If audit firms don't voluntarily improve their processes, PCAOB chairman William McDonough promises he'll make them.

Ultimately, is there a silver bullet for preventing fraud?

To have auditors understand that, with relatively few exceptions, they should find it. To me, the relatively few exceptions are those cases where you would have some extremely dedicated, capable crooks. In most cases, though, the crooks are either not that smart or they don’t cover their tracks that well.

The firms have a 12-month window to fix weaknesses without disclosing them. Companies don’t receive the same treatment under Section 404. Isn’t that a double standard?

That aspect of the statute is clearly controversial. The positive side is that 12 months is not a very long time, and therefore it puts tremendous pressure on the audit firms to get things fixed. But should the statute have been written so that [weaknesses] are immediately cleared with the public? I don’t know, because I didn’t write the statute. I deal with it as it was written. [Overall, however,] I think the algebraic total is that it’s a good thing.
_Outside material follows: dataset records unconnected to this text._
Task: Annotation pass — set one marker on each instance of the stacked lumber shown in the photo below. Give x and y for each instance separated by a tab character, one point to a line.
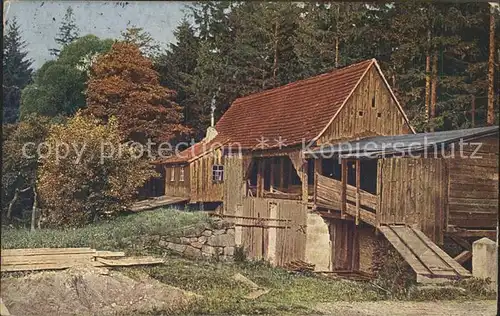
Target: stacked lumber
63	258
299	266
353	275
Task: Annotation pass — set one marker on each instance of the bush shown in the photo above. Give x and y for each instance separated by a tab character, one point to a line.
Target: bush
105	235
87	172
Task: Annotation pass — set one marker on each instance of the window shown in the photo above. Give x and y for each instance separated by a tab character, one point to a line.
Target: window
181	174
217	173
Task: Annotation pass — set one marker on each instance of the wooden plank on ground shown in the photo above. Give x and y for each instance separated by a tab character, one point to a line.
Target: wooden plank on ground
444	256
35	267
405	252
109	254
131	261
44	251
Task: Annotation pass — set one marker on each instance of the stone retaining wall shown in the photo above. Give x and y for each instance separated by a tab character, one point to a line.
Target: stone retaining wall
214	241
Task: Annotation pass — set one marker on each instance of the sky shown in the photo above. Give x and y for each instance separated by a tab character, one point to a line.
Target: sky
40	20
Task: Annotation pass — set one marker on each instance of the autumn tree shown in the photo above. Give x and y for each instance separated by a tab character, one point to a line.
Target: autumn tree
16	70
19	166
176	68
89	173
123	84
142	39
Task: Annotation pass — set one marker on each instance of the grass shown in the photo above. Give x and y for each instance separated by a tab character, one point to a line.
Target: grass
106	235
290	293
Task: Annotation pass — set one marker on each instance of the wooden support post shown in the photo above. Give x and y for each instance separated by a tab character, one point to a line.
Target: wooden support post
358	184
344	188
305	186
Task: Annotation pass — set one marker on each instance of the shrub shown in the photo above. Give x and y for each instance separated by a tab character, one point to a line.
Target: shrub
87	172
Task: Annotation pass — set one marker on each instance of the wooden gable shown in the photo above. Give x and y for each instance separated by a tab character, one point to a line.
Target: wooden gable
371	109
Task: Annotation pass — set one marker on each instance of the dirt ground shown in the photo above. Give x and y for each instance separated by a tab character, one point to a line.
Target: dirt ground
88	291
400	308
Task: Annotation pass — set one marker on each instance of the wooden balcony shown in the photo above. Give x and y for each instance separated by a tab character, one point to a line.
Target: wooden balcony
336	195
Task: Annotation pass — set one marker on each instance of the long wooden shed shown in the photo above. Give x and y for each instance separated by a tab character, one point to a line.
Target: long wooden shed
288	205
Did you anticipate how all-consuming Section 404 would be for companies?

For companies with strong internal controls, essentially they have to document them; that is not all-consuming. If, on the other hand, a company does not have particularly good internal controls, my attitude is that they should have. I don’t have a lot of sympathy for the scrambling they have to do. I have great sympathy for the small and midsize companies that in some cases actually have very good internal controls, but are much less formal than a large, complicated company.
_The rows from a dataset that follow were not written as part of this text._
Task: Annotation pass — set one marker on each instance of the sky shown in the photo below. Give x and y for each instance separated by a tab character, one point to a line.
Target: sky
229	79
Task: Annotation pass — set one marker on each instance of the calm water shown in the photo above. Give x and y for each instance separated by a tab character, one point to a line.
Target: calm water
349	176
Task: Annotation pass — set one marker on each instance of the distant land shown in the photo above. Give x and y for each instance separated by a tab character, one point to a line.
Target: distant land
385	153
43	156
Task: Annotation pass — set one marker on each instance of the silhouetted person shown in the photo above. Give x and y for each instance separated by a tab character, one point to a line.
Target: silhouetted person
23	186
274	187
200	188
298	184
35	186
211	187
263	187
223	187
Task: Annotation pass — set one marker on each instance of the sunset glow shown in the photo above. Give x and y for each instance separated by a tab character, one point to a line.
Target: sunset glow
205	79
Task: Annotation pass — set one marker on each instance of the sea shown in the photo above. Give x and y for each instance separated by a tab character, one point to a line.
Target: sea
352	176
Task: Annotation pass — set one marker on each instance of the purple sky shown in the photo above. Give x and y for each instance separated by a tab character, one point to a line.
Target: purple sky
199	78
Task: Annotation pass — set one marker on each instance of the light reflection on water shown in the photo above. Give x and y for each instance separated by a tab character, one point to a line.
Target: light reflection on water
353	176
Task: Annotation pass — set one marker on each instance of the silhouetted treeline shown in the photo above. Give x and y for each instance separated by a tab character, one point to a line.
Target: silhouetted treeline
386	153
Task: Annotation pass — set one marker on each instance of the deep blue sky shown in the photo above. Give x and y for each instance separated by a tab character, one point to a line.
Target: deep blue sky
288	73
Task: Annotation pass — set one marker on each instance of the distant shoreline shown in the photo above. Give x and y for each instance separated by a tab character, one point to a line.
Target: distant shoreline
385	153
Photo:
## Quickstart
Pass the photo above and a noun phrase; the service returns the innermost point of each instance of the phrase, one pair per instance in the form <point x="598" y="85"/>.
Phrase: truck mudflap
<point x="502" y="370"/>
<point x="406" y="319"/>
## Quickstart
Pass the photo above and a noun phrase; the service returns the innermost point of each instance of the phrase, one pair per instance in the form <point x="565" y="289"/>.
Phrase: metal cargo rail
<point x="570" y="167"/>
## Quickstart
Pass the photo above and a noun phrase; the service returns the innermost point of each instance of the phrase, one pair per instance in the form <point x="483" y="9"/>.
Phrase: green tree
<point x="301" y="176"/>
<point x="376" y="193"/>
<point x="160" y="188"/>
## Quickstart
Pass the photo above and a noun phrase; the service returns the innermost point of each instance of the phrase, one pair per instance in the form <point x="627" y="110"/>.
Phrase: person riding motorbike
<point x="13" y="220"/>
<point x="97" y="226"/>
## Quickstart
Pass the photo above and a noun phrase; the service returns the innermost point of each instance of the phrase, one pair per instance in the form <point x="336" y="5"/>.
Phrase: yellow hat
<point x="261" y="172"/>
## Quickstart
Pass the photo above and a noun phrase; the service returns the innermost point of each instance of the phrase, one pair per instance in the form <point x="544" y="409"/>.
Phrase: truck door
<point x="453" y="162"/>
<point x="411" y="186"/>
We’ve heard rumblings that since companies are spending so much time on 404, they’re neglecting growing their businesses.

I’ve heard that. I don’t think there’s a whole lot to it. CFOs and their staffs will undoubtedly be spending a lot of time on 404. But I don’t really know any documentable cases in which the strategic future of the company is being adversely affected. I suppose I could waggishly say, “Well then, they ought to spend weekends working on one and the rest of the week working on the other.”

How can you be so sure that 404 passes the cost-benefit test?

In getting the right cost-benefit relationship, there is going to be some tugging and pushing between the audit committee and the outside auditor. The audit committee might say, “We really want you to do a lot of testing,” and then there’s nothing to discuss. On the other hand, the auditor might say, “We need to do this much testing,” and the audit committee will say, “We don’t really see that.” But at the end of the day, the auditor has to say, “[This] is what we have to do to attest.” We don’t expect the auditor to either run up hours or be difficult. It’s a judgment that we expect to be rational.

Some people are concerned that many companies will fail these audits.

I don’t think anybody knows that until we get into them. Another thing no one knows is whether there will be cases where the auditor gives a clean opinion on the financial statement, but not on the internal-control assessment. Nor do we know the reaction of the marketplace. Would it be, “Oh my gosh, tank the stock!” or “This is the first year of 404; that’s not too surprising”?